Nuhma en s-Lim zorgen samen voor slimme data-inzichten
Als klimaatbedrijf van Limburg investeert en participeert Nuhma ook in smart technologies. Want duurzaam beleid is méér dan energie alleen — het gaat ook over veilig verkeer, leefbaarheid en concreet maatschappelijk rendement.
S-Lim zorgt ervoor dat de verzamelde data écht bruikbaar wordt voor lokale gemeenten. Zij bundelen databronnen, vangen de relevante beleidsvragen op en staan klaar om bestuurlijke noden te vertalen naar inzichtelijke oplossingen.
Uitgebreide data-analyse
Voor de diepgaande data-analyses maakten de onderzoekers gebruik van verschillende databronnen: verkeersongevallen voor de periode 2018-2023 van de Federale Politie, het Vlaamse wegenregister voor kenmerken van wegen en een zelf samengestelde dataset over de gemeentelijke trajectcontroles. S-Lim hielp ze met het verzamelen van de cruciale datasets.

“De centrale vraag die we ons stelden was of en in welke mate de invoering van gemeentelijke trajectcontroles in Limburg een impact heeft op het aantal en de ernstgraad van verkeersongevallen. Uit onze analyses blijkt dat de invoering van deze trajectcontroles heeft geleid tot een gemiddelde daling van het aantal verkeersongevallen met 38% meer t.o.v. de evolutie op vergelijkbare wegen.

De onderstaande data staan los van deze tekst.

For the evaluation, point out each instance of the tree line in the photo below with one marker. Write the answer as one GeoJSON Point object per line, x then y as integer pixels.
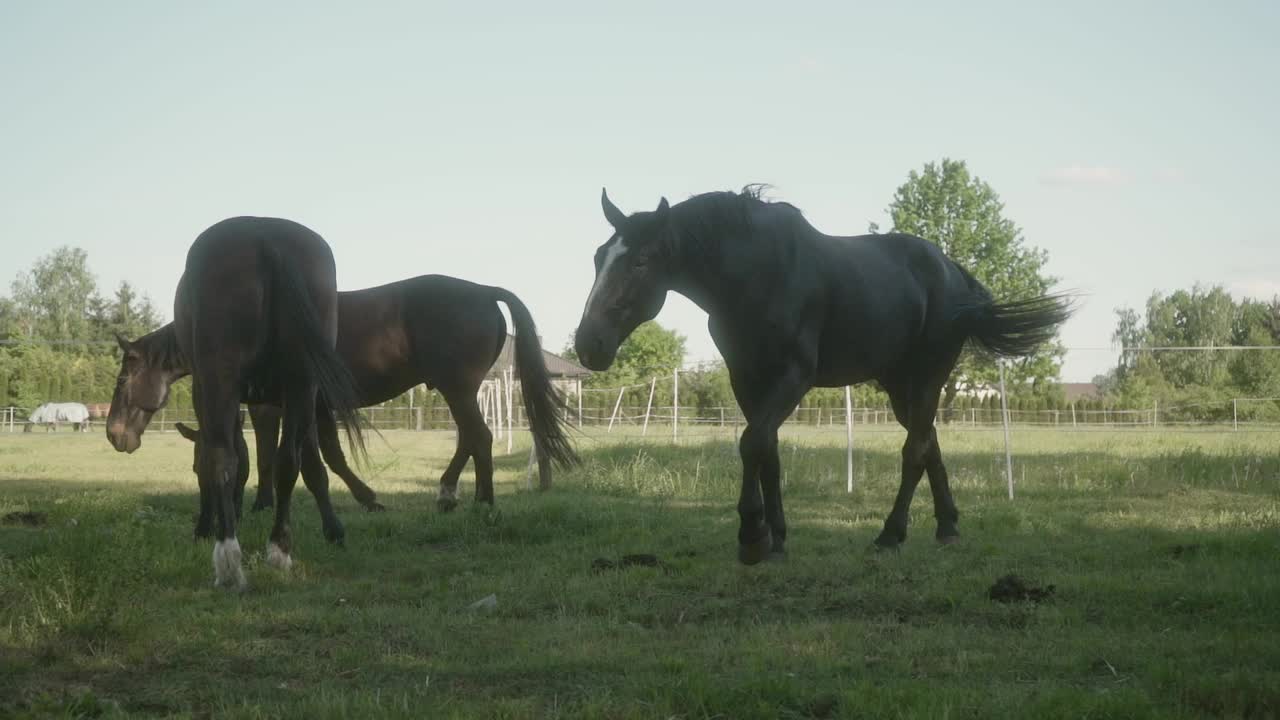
{"type": "Point", "coordinates": [1198, 384]}
{"type": "Point", "coordinates": [58, 332]}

Wat betreft de impact van de invoering van trajectcontroles op de ernstgraad van verkeersongevallen vinden we echter geen statistisch significante effecten”, zegt prof. dr. Wim Marneffe (rechts op de foto).

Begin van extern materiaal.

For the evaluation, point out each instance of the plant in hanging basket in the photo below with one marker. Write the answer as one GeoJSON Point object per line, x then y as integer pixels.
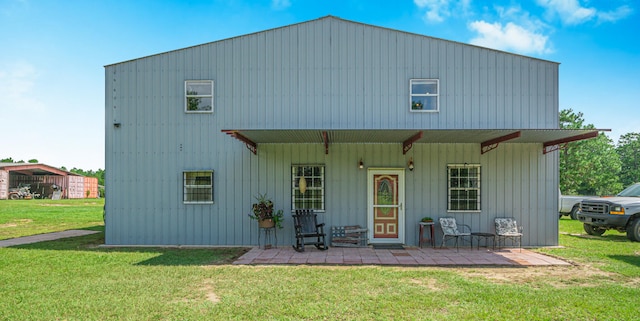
{"type": "Point", "coordinates": [265, 214]}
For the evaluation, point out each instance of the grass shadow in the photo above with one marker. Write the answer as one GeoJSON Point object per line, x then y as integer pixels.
{"type": "Point", "coordinates": [168, 256]}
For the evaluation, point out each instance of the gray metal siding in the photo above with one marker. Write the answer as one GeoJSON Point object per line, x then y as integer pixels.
{"type": "Point", "coordinates": [327, 74]}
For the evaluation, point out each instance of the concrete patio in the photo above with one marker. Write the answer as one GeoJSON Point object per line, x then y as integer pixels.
{"type": "Point", "coordinates": [410, 256]}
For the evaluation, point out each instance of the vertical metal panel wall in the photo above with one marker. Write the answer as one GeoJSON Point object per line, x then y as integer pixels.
{"type": "Point", "coordinates": [4, 184]}
{"type": "Point", "coordinates": [329, 74]}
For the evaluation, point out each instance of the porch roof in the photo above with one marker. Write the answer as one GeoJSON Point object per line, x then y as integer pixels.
{"type": "Point", "coordinates": [489, 139]}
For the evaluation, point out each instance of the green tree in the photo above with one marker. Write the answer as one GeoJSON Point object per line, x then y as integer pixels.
{"type": "Point", "coordinates": [588, 167]}
{"type": "Point", "coordinates": [629, 151]}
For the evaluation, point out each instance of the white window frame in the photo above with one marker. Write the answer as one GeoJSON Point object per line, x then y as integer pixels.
{"type": "Point", "coordinates": [192, 188]}
{"type": "Point", "coordinates": [188, 95]}
{"type": "Point", "coordinates": [315, 185]}
{"type": "Point", "coordinates": [415, 97]}
{"type": "Point", "coordinates": [463, 183]}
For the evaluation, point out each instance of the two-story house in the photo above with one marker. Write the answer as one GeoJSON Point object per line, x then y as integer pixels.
{"type": "Point", "coordinates": [382, 126]}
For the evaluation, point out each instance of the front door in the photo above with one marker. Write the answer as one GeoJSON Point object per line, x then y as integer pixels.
{"type": "Point", "coordinates": [386, 201]}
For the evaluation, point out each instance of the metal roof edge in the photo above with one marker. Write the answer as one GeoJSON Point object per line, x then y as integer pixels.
{"type": "Point", "coordinates": [326, 18]}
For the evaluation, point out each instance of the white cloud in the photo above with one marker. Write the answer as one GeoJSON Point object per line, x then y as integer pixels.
{"type": "Point", "coordinates": [280, 4]}
{"type": "Point", "coordinates": [439, 10]}
{"type": "Point", "coordinates": [510, 37]}
{"type": "Point", "coordinates": [571, 12]}
{"type": "Point", "coordinates": [17, 88]}
{"type": "Point", "coordinates": [615, 15]}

“Belangrijk hierbij is dat we in onze data-analyses niet enkel keken naar de ongevallencijfers op gemeentewegen voor en na de installatie van een trajectcontrole. Want dan negeer je mogelijke algemene evoluties in ongevallencijfers die zich voordoen op alle wegen, bijvoorbeeld omdat bestuurders in het algemeen voorzichtiger werden in het verkeer of omdat auto’s slimmer zijn geworden. Wij hebben dus gekeken naar de evolutie in het aantal verkeersongevallen op wegen voor en na de introductie van een trajectcontrole, rekening houdend met de evolutie van het aantal ongevallen op wegen zonder trajectcontrole”, zegt dr. Tom Vandersteegen (links op de foto).

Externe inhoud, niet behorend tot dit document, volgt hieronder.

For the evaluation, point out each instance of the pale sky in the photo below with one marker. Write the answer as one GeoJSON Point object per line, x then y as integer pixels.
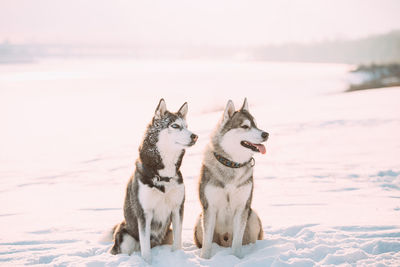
{"type": "Point", "coordinates": [189, 22]}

Leerstoel voor datagedreven beleid
Als een gemeentebestuur moet beslissen om al dan niet een trajectcontrole op een gemeenteweg te installeren, zouden zij rekening moeten houden met verschillende aspecten. Veel meer dan enkel de impact van een trajectcontrole op de ongevallencijfers, maar bijvoorbeeld ook met de investeringscomponent, eventuele privacy issues of de perceptie over verkeersveiligheid. De resultaten uit dit onderzoek zijn dus slechts één van de vele elementen waarop men hun keuze kan bepalen.
“’Wat dit onderzoek ons ook leert, is dat inzichten uit data enkel impact kunnen hebben als er voldoende relevante data rond een specifiek topic beschikbaar is. Voor dit onderzoek moest bijvoorbeeld een cruciale dataset, namelijk de installatiedatum en coördinaten van de trajectcontroles, nog apart samengesteld worden. Je stelt dus vast dat het beschikken over eigen, historische data erg belangrijk is. Hoe concreter het vraagstuk, hoe gerichter we vervolgens de nodige data bij elkaar kunnen brengen, om zo het relevante inzicht voor het lokaal beleid te creëren. Zo hebben ze een objectief puzzelstuk in handen bij het nemen van een beslissing”, zegt Jan Neyens, algemeen directeur van s-Lim.